Campus

UP LIBRARY COUNCIL OPPOSES REMOVAL OF ‘SUBVERSIVE’ MATERIALS

/ 8 November 2021

THE UNIVERSITY Library Council of the University of the Philippines strongly opposed the banning and removal of subversive reading materials from libraries in the Cordillera Administrative Region and other parts of the country, saying that “book purges are practiced by dictatorships, not democracies.”

Earlier, the Commission on Higher Education-CAR issued Regional Memorandum No. 113 series of 2021, that encourages “all Higher Education Institutions in the region “to join the region-wide removal of subversive materials both in library and online platforms.”

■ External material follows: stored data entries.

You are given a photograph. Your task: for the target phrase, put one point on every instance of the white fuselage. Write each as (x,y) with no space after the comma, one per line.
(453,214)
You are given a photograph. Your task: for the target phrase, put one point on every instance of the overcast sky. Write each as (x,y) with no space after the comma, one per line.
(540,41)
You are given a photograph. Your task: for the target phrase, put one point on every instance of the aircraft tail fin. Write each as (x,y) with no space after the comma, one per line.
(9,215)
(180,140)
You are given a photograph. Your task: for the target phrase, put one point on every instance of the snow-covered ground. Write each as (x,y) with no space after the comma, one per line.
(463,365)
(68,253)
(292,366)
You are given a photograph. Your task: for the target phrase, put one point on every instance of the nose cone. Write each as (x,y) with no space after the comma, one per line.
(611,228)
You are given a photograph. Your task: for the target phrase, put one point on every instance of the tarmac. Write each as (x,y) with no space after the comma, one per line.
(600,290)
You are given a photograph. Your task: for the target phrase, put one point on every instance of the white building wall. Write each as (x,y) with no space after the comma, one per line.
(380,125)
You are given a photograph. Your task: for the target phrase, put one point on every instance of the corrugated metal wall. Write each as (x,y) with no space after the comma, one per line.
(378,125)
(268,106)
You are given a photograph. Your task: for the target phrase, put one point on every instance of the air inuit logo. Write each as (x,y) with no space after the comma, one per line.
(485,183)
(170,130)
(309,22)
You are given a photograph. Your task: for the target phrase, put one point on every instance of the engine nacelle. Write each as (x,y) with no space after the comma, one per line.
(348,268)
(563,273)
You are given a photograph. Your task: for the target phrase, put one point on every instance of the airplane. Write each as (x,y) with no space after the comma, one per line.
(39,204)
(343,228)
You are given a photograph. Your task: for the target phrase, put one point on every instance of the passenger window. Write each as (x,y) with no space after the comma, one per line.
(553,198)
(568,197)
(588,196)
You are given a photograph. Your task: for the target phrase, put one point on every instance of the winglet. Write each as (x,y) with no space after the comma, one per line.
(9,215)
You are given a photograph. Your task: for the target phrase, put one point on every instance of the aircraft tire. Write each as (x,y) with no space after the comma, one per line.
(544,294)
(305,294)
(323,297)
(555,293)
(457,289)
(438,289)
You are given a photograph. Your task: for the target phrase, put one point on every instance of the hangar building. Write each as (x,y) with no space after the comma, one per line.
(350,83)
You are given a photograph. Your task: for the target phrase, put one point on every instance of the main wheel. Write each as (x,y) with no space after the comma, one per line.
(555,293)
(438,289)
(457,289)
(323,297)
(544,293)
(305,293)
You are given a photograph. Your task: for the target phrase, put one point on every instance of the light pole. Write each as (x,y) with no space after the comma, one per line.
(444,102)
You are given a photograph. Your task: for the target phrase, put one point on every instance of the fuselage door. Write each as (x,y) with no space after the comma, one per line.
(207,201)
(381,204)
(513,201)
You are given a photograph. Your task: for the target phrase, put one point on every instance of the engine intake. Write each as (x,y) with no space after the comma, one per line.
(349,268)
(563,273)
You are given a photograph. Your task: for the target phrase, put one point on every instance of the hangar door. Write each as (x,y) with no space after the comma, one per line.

While the memorandum does not compel librarians and heads of HEIs to remove books and materials perceived to contain subversive ideas, the Council explained that “the call of a regional regulatory body for HEIs within its jurisdiction to join a region-wide movement to ban such materials has a compelling effect on the institutions it regulates.”

“As such, it threatens to undermine the very foundation of the academic freedom guaranteed by the Constitution to all institutions of higher learning, whether public or private,” it said.

“That freedom rests on the untrammeled flow of information and knowledge contained in, among others, books, periodicals, documents, recordings, and such other media as libraries collect and distribute” it added.

The council pointed out that “as gatekeepers of knowledge,” it oversees that the UP System libraries are “ethically-bound” to resist any form of political interference “that would diminish the access of students and scholars to any materials they may need in pursuit of their studies.”

“We believe – as do our peers in other schools and departments of the University – that true learning results from the application of critical thinking to a range of ideas, and that even ideas deemed dangerous or inimical to society require critical analysis,” they stressed.

“If we are the democracy that we profess to be, then nothing can be more deleterious to that democracy than the suppression of books that contain such ideas,” they added.